NATO Secretary-General Anders Fogh Rasmussen delivered his message as Libya's government denied persistent rumors that Gaddafi's wife, daughter and top oil official had left the country.
Libyan officials have produced no evidence of the whereabouts of the three, raising questions about Gaddafi's ability to hold together his entourage in the face of a widespread rebellion and NATO bombing.
"We have significantly degraded Gaddafi's war machine. And now we see results, the opposition has gained ground," Rasmussen told a news conference in the Slovak capital, Bratislava.
"I am confident that combination of strong military pressure and increased political pressure and support for the opposition will eventually lead to the collapse of the regime."
Earlier, a Tunisian security source and a Libyan opposition source with links to the ruling circle said Gaddafi's wife Safia and daughter Aisha were staying on the Tunisian island of Djerba, near the border with Libya.
Libyan rebel officials, as well as official sources in Tunisia, have also told Reuters that Shokri Ghanem, a former prime minister who runs Libya's oil industry, had left Libya via Tunisia, though it was unclear where he had gone.

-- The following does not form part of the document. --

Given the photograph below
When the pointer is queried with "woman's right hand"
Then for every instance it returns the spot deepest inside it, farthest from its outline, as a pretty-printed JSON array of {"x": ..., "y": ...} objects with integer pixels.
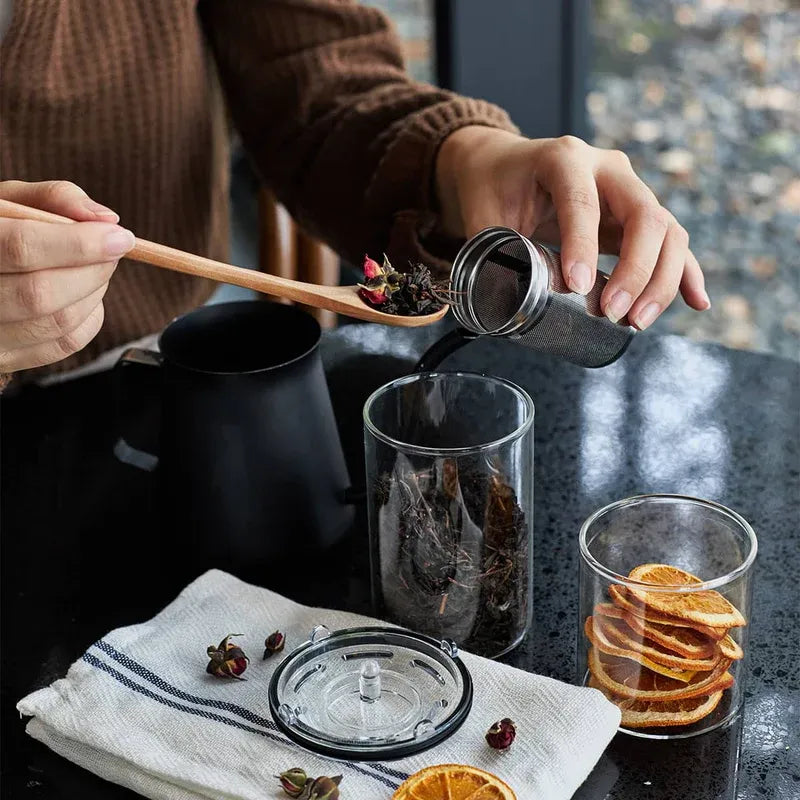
[{"x": 53, "y": 276}]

Khaled Kaim, Libya's deputy foreign minister and one of the main government spokesmen, told Reuters in Tripoli: "Shokri Ghanem is in his position, at work. If he's out of the country, he'll be coming back.
"As for the family of the leader, they're still here in Libya. Where else would they be?"
Rasmussen said he had no information that Gaddafi's wife, daughter and oil chief had fled.
WESTERN PRESSURE
NATO, acting under a U.N. mandate, has been carrying out air strikes on the oil producer since Gaddafi used force to put down a revolt inspired by uprisings elsewhere in the Arab world.
Rebels control eastern Libya and pockets in the West, but the conflict has reached stalemate in military terms, with rebel attempts to advance on Tripoli, Gaddafi's stronghold, stalled.
That has left Western governments -- under pressure from skeptical publics to deliver a decisive outcome -- counting on Gaddafi's administration collapsing from within.
The last few days have also seen a flurry of diplomatic activity focusing on a possible ceasefire deal, with pro-Gaddafi officials traveling to Moscow for talks and United Nations envoys trying to broker an agreement.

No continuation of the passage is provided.